When blocking a URL on your website, you are able to stop Google from indexing certain web pages with the purpose of being displayed in Google's Search Engine Results. This means that when people are looking through the search results, they will not be able to see or navigate to a URL that has been blocked, and they will not see any of its content. If there are pages of content that you would like to refrain from being seen within Google's Search Results, there are a few things you can do to complete this task.
Most people might not give this a second thought, but it there are a few reasons that someone would want to hide any amount of content from Google.
You can keep your data secure. It is possible that you'd have a lot of private data that is present on your website that you'd like to keep out of users' reach. This could be things like contact information for members. This type of information needs to be blocked from Google so that the members' data is not being shown in Google's Search Results pages.
Getting rid of content from a third party.
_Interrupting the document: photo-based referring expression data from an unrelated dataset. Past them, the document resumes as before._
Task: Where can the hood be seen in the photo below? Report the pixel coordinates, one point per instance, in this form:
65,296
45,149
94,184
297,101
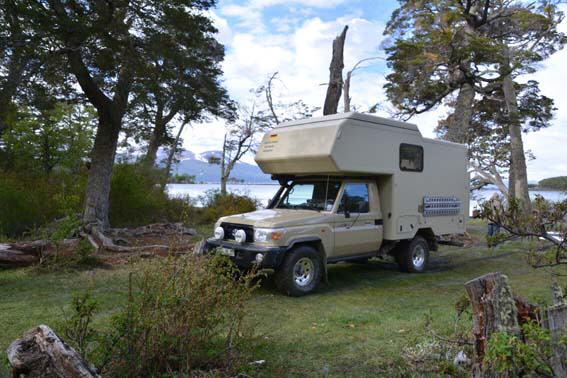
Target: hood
274,218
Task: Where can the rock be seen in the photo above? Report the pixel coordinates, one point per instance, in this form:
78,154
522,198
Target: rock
41,353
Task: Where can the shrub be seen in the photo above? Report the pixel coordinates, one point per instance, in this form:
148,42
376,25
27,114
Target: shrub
216,205
137,198
515,355
28,202
182,315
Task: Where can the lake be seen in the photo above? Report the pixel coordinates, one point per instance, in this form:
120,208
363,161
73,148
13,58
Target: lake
263,193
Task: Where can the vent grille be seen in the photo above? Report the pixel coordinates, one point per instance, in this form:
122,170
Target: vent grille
435,206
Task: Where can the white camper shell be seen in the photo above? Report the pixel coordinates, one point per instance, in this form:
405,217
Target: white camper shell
422,182
353,187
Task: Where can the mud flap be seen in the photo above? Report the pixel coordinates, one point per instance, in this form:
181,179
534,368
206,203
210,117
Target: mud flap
325,277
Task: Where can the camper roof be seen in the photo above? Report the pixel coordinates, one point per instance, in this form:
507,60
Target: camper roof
371,120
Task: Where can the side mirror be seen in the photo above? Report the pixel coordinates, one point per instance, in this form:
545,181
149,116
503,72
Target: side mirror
363,207
345,205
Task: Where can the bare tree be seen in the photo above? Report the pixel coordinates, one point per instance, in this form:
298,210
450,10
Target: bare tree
335,86
347,81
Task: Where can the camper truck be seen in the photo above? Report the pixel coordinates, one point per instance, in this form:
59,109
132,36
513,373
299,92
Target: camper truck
352,187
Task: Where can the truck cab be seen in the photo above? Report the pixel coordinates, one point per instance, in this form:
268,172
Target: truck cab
352,187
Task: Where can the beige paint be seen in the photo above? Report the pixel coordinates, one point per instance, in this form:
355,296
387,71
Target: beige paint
355,145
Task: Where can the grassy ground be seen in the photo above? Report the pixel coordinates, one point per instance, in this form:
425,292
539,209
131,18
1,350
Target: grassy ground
357,325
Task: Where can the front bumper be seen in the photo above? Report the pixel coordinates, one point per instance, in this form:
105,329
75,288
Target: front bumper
245,254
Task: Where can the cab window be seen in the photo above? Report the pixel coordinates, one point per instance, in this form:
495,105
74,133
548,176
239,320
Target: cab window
355,197
318,195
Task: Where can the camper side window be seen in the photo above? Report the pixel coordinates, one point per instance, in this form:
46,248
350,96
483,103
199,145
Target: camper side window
355,197
411,157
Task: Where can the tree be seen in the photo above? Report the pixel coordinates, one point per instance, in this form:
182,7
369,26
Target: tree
335,86
262,114
181,85
107,47
59,136
488,142
447,46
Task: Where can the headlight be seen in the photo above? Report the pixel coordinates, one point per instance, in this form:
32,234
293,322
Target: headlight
219,233
266,234
240,236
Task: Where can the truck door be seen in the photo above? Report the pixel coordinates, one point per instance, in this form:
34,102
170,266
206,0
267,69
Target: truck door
358,230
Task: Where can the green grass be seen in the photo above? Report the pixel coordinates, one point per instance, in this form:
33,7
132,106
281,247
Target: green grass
357,325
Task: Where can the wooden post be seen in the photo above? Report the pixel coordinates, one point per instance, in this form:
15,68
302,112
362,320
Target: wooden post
494,309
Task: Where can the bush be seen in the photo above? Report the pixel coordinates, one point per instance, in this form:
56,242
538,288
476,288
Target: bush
183,315
216,205
137,198
29,202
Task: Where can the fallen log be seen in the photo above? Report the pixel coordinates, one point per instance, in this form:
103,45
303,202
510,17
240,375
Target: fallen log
41,353
103,242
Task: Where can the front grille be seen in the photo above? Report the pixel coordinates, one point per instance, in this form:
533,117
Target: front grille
229,228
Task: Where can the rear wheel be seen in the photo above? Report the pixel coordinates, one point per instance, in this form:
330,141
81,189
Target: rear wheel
413,255
300,271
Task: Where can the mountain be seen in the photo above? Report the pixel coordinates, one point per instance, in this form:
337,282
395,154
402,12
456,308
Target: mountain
198,165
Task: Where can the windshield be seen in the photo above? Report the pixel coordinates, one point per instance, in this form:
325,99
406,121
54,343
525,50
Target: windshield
315,195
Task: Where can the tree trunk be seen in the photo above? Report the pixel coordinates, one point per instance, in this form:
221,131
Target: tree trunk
335,86
520,174
459,123
171,155
511,179
494,309
346,93
154,143
100,174
224,174
41,353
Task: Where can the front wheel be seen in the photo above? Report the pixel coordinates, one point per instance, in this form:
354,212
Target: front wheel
300,271
413,256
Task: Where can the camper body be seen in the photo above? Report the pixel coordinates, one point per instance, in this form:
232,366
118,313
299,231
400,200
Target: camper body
353,186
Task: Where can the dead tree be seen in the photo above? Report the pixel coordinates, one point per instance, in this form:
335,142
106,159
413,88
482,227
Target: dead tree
41,353
494,310
335,86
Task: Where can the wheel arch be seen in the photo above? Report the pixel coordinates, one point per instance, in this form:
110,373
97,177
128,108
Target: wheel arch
315,243
429,236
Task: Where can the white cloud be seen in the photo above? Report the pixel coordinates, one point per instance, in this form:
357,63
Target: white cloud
298,46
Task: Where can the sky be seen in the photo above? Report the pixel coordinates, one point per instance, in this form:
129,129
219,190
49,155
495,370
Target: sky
294,38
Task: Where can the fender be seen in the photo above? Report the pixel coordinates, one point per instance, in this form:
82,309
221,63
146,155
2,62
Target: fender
320,249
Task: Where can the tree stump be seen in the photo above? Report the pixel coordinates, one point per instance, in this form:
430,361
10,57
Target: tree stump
41,353
494,309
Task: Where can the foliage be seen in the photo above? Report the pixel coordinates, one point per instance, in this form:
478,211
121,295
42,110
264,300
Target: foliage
262,112
183,314
76,327
57,137
29,201
521,356
557,183
137,199
545,223
182,179
216,205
It is possible for a website to share information that is rendered by a third party source, and is likely available other places on the internet. When this is the case, Google will see less value in your website when it contains large amounts of duplicate content within Google's Search Results. You will be able to block the duplicate content in order to improve what Google will see, thus boosting your page within Google's Search Results.
Hide less valuable content from your website visitors. If your website has the same content on multiple places on the site, this could have a negative impact on the rankings you get with Google Search. You can perform a site-wide search in order to get a good idea of where your duplicate content could be, and understand how this related to users and how they navigate the website. Some search functions will generate and show a custom search results page each time that a user enters a search query. Google will crawl all of these custom search results pages one by one when they are not blocked. Because of this, Google will be able to see a website that contains many similar pages, and would actually categorize this duplicate content as spam. This results in Google Search pushing this website further down the list in the Search Results pages.
Robots.txt files are located at the root of the site that will indicate the portion(s) of the site that you do not want search engine crawlers to access. It uses the “Robots Exclusion Standard”—a protocol that contains a small set of commands that will indicate where web crawlers are allowed to access.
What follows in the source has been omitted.